À un moment donné en juillet 2021, l'algorithme de Twitter a commencé à faire apparaître des vidéos du blackout challenge par autoétranglement, continue la plainte. Au milieu de ce mois de juin 2021, Lalani a dit à sa famille que les ecchymoses qui étaient apparues sur son cou étaient le résultat d'une chute, selon la plainte; peu de temps après, elle a passé une partie d'un trajet en voiture de 20 heures avec sa belle-mère à regarder des vidéos de blackout challenge, ce que sa belle-mère apprendrait plus tard.
Quand elles sont rentrées du voyage, la belle-mère de Lalani lui a dit que les deux pourraient aller nager plus tard, puis ont fait une brève sieste. Mais au réveil, continue la plainte, sa belle-mère est allée dans la chambre de Lalani et a trouvé la fille « suspendue à son lit avec une corde autour du cou ».
La police, qui a pris le téléphone et la tablette de Lalani, a dit plus tard à sa belle-mère que la jeune fille avait regardé des vidéos de blackout challenge « en boucle », indique la plainte.
Lalani était « convaincue que si elle publiait une vidéo d'elle-même en train de faire le Blackout Challenge, elle deviendrait célèbre », note la plainte, mais la jeune fille « n'a pas apprécié ni compris la nature dangereuse de ce que TikTok l'encourageait à faire ».
Arriani, de Milwaukee, aimait également publier des vidéos de chansons et de danse sur TikTok, indique la plainte. Elle « est progressivement devenue obsédée » par l'application, ajoute-t-elle.
Le 26 février 2021, le père d'Arriani travaillait au sous-sol lorsque son jeune frère Edwardo est descendu et a dit qu'Arriani ne bougeait pas. Les deux frères et sœurs jouaient ensemble dans la chambre d'Arriani, selon la plainte, mais lorsque leur père s'est précipité à l'étage pour vérifier, il a trouvé sa fille « suspendue à la laisse du chien de la famille ».

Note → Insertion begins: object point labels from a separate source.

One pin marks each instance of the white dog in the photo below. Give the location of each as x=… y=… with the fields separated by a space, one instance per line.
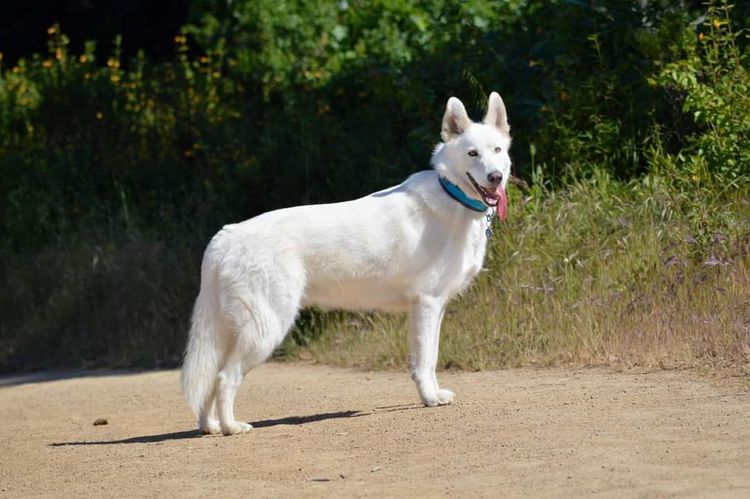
x=408 y=248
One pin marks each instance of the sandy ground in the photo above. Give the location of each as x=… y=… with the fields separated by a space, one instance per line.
x=323 y=431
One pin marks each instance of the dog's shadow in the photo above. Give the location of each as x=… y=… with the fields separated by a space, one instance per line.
x=182 y=435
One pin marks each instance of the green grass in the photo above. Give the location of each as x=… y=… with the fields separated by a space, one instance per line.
x=600 y=273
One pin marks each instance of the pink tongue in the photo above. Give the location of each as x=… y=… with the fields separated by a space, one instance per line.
x=502 y=203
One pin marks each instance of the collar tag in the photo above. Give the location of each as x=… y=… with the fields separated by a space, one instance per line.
x=456 y=193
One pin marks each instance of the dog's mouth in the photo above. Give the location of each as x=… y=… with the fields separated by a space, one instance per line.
x=493 y=198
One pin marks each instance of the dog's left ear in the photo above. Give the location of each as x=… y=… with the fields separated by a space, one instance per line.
x=496 y=114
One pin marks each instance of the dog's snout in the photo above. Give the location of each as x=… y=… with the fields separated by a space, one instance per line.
x=495 y=178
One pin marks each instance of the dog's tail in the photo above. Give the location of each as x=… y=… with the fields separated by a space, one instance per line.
x=204 y=351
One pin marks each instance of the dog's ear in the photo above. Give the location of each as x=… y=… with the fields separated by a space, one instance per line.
x=496 y=114
x=455 y=120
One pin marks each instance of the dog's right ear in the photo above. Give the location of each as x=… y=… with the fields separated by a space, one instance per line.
x=455 y=120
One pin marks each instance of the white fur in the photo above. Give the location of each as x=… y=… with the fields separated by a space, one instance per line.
x=407 y=248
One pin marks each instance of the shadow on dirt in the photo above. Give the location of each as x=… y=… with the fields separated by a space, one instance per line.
x=182 y=435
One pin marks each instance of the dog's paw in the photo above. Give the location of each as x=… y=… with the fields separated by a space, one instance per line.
x=439 y=397
x=235 y=428
x=211 y=427
x=445 y=397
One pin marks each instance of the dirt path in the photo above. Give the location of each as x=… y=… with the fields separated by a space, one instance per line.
x=323 y=431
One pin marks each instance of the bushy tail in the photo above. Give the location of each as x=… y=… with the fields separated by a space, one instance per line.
x=203 y=353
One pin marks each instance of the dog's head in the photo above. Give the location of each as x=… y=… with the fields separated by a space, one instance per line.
x=474 y=156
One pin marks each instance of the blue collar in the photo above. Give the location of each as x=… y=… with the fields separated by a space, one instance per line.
x=456 y=193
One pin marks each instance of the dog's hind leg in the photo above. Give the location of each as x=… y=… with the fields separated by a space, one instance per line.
x=263 y=329
x=208 y=419
x=425 y=317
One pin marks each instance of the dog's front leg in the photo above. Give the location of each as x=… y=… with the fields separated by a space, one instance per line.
x=425 y=317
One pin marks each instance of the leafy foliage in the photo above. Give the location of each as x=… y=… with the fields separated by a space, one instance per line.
x=272 y=103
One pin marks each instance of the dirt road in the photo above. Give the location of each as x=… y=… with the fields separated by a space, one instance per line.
x=324 y=431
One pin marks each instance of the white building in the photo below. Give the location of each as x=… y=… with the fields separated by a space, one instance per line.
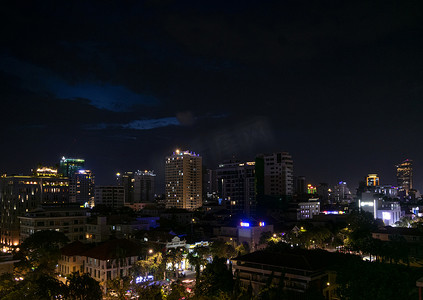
x=306 y=210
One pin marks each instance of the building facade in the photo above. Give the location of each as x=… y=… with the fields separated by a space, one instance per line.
x=21 y=194
x=70 y=220
x=183 y=178
x=236 y=182
x=405 y=177
x=278 y=174
x=144 y=185
x=111 y=196
x=69 y=166
x=81 y=187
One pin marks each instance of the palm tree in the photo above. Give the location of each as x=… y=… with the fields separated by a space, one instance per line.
x=198 y=258
x=83 y=287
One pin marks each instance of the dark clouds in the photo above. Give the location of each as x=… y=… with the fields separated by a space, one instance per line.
x=339 y=85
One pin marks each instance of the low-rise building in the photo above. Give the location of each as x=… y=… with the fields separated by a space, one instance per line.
x=6 y=263
x=301 y=271
x=306 y=210
x=412 y=236
x=108 y=260
x=70 y=220
x=245 y=232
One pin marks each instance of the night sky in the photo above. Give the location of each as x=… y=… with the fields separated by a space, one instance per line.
x=338 y=84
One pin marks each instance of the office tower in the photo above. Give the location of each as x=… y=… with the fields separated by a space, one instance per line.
x=323 y=192
x=372 y=180
x=405 y=176
x=81 y=187
x=20 y=194
x=236 y=183
x=127 y=181
x=210 y=182
x=144 y=186
x=300 y=187
x=69 y=166
x=111 y=196
x=341 y=192
x=183 y=178
x=278 y=170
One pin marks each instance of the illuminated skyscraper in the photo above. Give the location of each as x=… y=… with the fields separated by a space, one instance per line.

Arriani a été transportée d'urgence à l'hôpital et placée sous ventilateur, mais il était trop tard – la jeune fille avait perdu toutes ses fonctions cérébrales, selon la plainte, et a finalement été retirée de l'assistance respiratoire.
« Le produit de TikTok et son algorithme ont dirigé des défis et des vidéos extrêmement et inacceptablement dangereux » dans le flux d'Arriani, poursuit la plainte, l'encourageant « à s'engager et à participer au TikTok Blackout Challenge ».
Lalani et Arriani ne sont pas les premiers enfants à mourir en tentant le blackout challenge.
Nylah Anderson, 10 ans, s'est accidentellement pendue dans la maison de sa famille alors qu'elle tentait d'imiter la tendance, allègue une plainte que sa mère a récemment intentée contre TikTok en Pennsylvanie.
Un certain nombre d'autres enfants, âgés de 10 à 14 ans, seraient morts dans des circonstances similaires alors qu'ils tentaient de relever le défi du blackout.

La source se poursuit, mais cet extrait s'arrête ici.